After returning, he begins to study the similarities of the human mechanism with that of the animals they hunt.   His knowledge and understanding grow, but he is far from being an expert.  One day, a valuable laborer for the tribe had an accident falling out of a tree when gathering food.  He broke his leg, and the son of the Chief, now respected for his skills of "healing", resets his leg and administers a splint for his recovery.  The leg was not set perfectly, however, and the laborer forever had a limp as a result, constantly in pain and unable to carry heavy loads. 

One day, the village is greeted by a strange traveler, in search of his missing father, an altruistic doctor who flew to this remote land to offer his services of medicine to people of the land.  The doctor’s son followed in his footsteps, becoming a doctor.  He even was somewhat knowledgeable of the language of the land, as he treated other tribes for the last couple years.  After some time, they were able to communicate and the chief’s son now could converse with the doctor on the material he had from his father’s books.  The doctor was able to speak volumes more wisdom into the technique and complexities of medicine and surgery that the chief's son couldn’t have known apart from knowing, in a sense, the author behind the knowledge. 
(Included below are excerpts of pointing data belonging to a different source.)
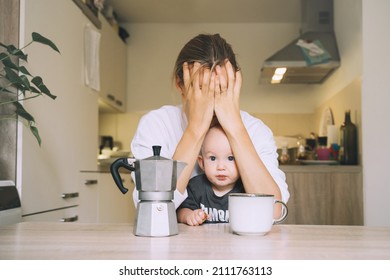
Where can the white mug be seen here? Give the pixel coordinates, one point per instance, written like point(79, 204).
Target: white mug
point(253, 214)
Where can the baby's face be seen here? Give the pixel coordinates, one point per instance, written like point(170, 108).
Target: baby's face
point(218, 161)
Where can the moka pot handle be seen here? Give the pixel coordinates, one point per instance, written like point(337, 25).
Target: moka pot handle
point(114, 168)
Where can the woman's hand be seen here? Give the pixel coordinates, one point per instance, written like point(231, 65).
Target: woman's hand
point(227, 94)
point(198, 97)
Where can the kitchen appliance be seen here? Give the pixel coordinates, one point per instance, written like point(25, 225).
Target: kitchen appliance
point(316, 28)
point(10, 207)
point(106, 142)
point(155, 179)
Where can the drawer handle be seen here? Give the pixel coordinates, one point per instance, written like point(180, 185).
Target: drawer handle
point(70, 219)
point(69, 195)
point(90, 182)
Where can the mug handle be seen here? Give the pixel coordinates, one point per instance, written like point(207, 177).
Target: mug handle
point(284, 212)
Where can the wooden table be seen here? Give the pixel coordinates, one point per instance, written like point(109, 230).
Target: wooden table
point(70, 241)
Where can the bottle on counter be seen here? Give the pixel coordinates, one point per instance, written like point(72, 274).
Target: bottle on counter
point(284, 157)
point(322, 150)
point(348, 152)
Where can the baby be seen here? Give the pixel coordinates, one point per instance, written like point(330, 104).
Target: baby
point(207, 199)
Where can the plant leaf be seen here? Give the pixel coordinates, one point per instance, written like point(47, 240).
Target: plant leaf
point(42, 87)
point(8, 63)
point(12, 50)
point(20, 111)
point(34, 131)
point(24, 70)
point(43, 40)
point(12, 76)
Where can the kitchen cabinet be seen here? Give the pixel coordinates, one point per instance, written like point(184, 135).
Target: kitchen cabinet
point(113, 54)
point(68, 125)
point(102, 202)
point(324, 195)
point(65, 215)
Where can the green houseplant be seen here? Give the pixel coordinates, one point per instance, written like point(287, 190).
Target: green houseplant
point(17, 84)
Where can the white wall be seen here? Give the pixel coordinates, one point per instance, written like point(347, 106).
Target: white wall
point(153, 49)
point(375, 112)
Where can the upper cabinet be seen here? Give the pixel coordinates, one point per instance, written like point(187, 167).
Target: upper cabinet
point(113, 60)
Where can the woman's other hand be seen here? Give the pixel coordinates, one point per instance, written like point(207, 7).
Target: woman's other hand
point(198, 97)
point(227, 94)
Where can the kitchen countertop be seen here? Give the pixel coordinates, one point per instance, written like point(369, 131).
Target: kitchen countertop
point(66, 241)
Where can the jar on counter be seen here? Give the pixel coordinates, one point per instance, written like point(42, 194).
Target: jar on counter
point(322, 150)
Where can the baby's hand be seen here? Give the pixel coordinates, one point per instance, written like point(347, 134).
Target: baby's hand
point(197, 217)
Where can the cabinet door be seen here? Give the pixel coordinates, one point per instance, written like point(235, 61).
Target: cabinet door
point(325, 198)
point(113, 62)
point(310, 194)
point(89, 191)
point(347, 204)
point(115, 207)
point(67, 215)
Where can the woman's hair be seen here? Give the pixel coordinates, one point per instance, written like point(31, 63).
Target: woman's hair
point(209, 50)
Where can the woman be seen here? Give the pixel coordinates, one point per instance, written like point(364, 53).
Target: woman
point(208, 79)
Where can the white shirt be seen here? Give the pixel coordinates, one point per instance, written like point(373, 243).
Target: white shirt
point(165, 127)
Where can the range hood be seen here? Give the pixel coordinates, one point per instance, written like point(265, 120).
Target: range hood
point(317, 26)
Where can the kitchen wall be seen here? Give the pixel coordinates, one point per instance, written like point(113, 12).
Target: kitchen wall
point(375, 112)
point(287, 109)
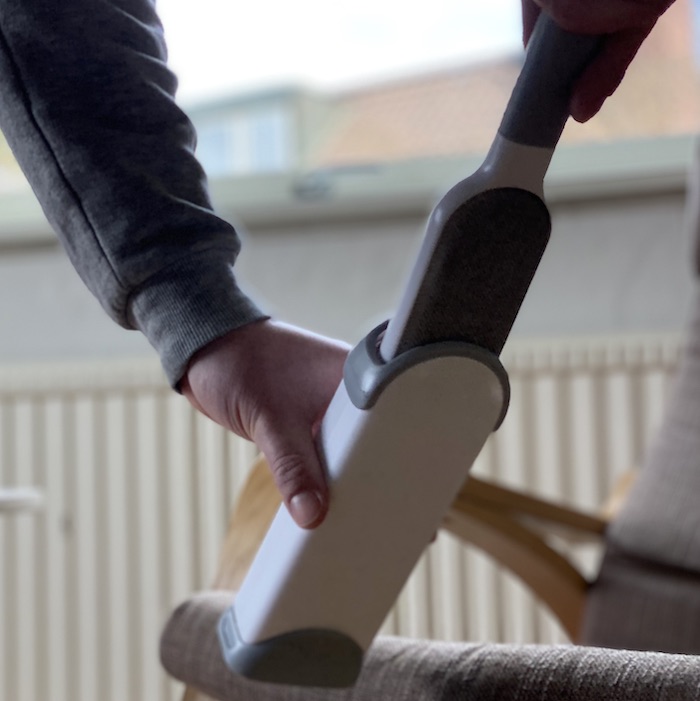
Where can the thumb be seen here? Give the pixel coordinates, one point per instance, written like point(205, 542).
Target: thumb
point(297, 470)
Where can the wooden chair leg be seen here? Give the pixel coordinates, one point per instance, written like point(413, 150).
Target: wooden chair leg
point(506, 524)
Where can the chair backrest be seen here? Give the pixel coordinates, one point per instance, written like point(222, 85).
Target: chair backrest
point(647, 595)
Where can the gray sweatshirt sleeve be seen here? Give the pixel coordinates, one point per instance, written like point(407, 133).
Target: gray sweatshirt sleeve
point(87, 106)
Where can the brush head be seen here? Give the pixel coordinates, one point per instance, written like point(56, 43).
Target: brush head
point(483, 263)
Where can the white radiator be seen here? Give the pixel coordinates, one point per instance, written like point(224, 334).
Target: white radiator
point(138, 490)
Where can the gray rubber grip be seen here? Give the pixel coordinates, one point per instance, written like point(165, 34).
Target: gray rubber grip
point(539, 106)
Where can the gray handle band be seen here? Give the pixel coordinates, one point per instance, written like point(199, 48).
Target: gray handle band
point(539, 105)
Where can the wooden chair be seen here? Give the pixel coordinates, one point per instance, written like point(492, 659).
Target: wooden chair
point(513, 528)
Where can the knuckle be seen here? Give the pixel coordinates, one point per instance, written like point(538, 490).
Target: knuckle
point(289, 472)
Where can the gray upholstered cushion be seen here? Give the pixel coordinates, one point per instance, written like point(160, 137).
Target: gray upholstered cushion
point(661, 518)
point(407, 670)
point(647, 595)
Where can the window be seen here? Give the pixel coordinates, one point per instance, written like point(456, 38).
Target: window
point(244, 141)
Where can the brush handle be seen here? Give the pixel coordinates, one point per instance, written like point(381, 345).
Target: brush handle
point(539, 105)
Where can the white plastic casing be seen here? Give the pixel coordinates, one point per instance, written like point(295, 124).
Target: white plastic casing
point(393, 471)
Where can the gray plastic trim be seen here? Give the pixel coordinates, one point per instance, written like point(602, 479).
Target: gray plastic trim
point(366, 374)
point(312, 657)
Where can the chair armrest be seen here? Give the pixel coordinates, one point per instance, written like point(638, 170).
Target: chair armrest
point(397, 668)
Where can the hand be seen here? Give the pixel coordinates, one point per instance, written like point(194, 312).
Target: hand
point(271, 383)
point(626, 23)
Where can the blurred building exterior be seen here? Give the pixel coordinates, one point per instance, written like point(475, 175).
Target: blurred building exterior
point(330, 192)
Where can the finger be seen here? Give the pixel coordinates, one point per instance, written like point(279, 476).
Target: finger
point(604, 16)
point(604, 75)
point(530, 13)
point(297, 470)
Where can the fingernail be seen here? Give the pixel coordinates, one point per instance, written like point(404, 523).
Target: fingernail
point(305, 508)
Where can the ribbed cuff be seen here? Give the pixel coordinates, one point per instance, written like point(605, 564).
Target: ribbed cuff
point(188, 307)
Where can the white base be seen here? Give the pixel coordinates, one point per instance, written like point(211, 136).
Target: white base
point(394, 470)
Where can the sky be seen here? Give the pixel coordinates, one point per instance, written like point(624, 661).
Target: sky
point(219, 47)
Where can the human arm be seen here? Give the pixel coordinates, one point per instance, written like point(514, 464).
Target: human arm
point(625, 24)
point(87, 105)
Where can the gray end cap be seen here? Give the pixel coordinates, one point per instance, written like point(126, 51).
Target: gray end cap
point(313, 657)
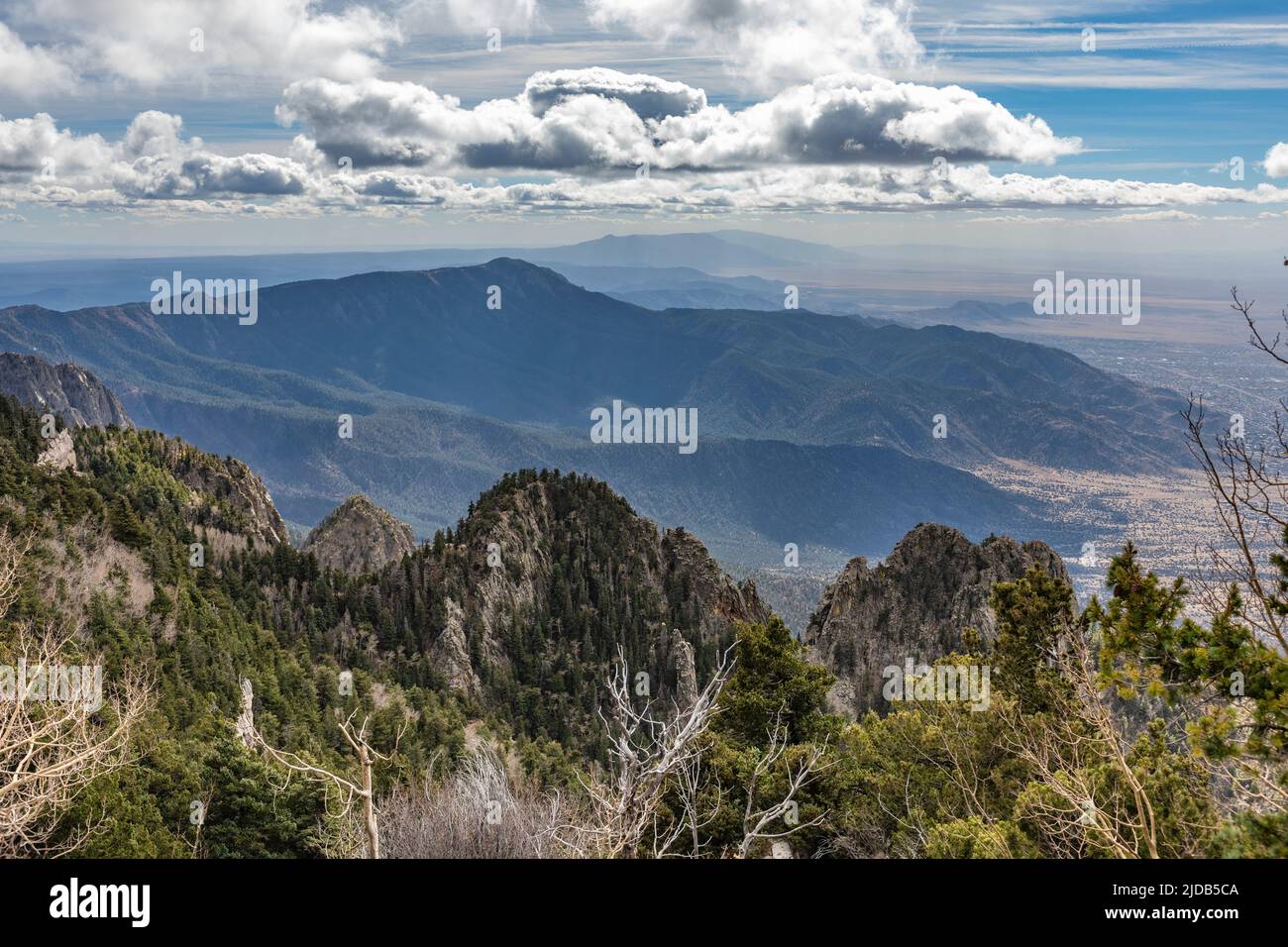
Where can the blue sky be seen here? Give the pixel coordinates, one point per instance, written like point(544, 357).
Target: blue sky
point(1171, 91)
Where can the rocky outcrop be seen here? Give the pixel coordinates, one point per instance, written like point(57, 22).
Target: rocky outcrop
point(65, 390)
point(237, 500)
point(59, 453)
point(548, 577)
point(359, 538)
point(917, 603)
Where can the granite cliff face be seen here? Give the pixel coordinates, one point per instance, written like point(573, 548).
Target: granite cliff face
point(359, 538)
point(65, 390)
point(528, 600)
point(915, 603)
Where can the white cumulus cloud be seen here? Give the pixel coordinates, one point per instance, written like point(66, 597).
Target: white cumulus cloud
point(1276, 159)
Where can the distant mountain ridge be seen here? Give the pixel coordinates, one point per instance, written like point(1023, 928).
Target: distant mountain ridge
point(824, 423)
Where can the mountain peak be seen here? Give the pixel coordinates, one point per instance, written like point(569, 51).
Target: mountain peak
point(359, 538)
point(914, 604)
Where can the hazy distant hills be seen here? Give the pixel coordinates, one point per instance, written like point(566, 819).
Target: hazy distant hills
point(812, 429)
point(671, 262)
Is this not like us, having little ability to discover the depths of our God and his purposes for the Christian Church and life without having God himself pour his vast wisdom over us?  We have the Holy Scriptures, but apart from his empowering, we are greatly susceptible to read over the Bible with what we know as the discerning lens.  Our self-centeredness distorts our understanding of the material and our practice of this faith walk.  We think it is about us, and frame everything of this great revelation (called the Bible) in terms of how we should benefit, how it should impact us (confession: I am tired of hearing God desires for us to be saved and that He wants relationship mostly because in the eyes of the "un-reached" and some Christians too, those offers are not enticing in our culture... we can't imagine what we'd need saving from and relationships suck, even with God because we suck, so a relationship with God is no different than any other relationship) and we neglect to ever truly live out this life as the Author intended it, because we are separated from the Author.  It is only when the Author shows up and communicates with us that we see that God has so much more for us, and has communicated already through the text of what that is, but the untrained student, blinded by his or her perspective, misses that message because (s)he has not yet been discipled by the author.  

I sense that writing what I did can come across as arrogant, as if I hold the true answer and other Christians have just had it wrong the whole time.  I am in no place to claim superior wisdom.  In fact, all I know of God is because He reveals it to me, allowing me to understand His ways though I'm so entrenched in my own ways, as if I did anything to learn the things I know now.  I think it is in John that describes how the world can know those hard after God:  they obey Jesus' words.  I suck at that.  And the fruit of the Spirit is lacking in me often... So I really feel unqualified to boast, even if it is in what Christ has done for me.  I need the Body, the Church, to help me out with seeming credible.  Perhaps I feel like I know so much, because I do, but in order for God to keep my pride in check, He keeps me messed up.  Perhaps when the whole Church worships in authentic praise together to a glorious God, all He really wants of us (that and taking that knowledge to those that haven't heard yet) will be fulfilled, and things won't seem so awfully hopeless.

I know I sure feel no more alive than when I'm prostrate or paralyzed by the awe He evokes in me when I submit to His wholeness.  What is He waiting for to get everyone involved?  When will He make us all of one accord?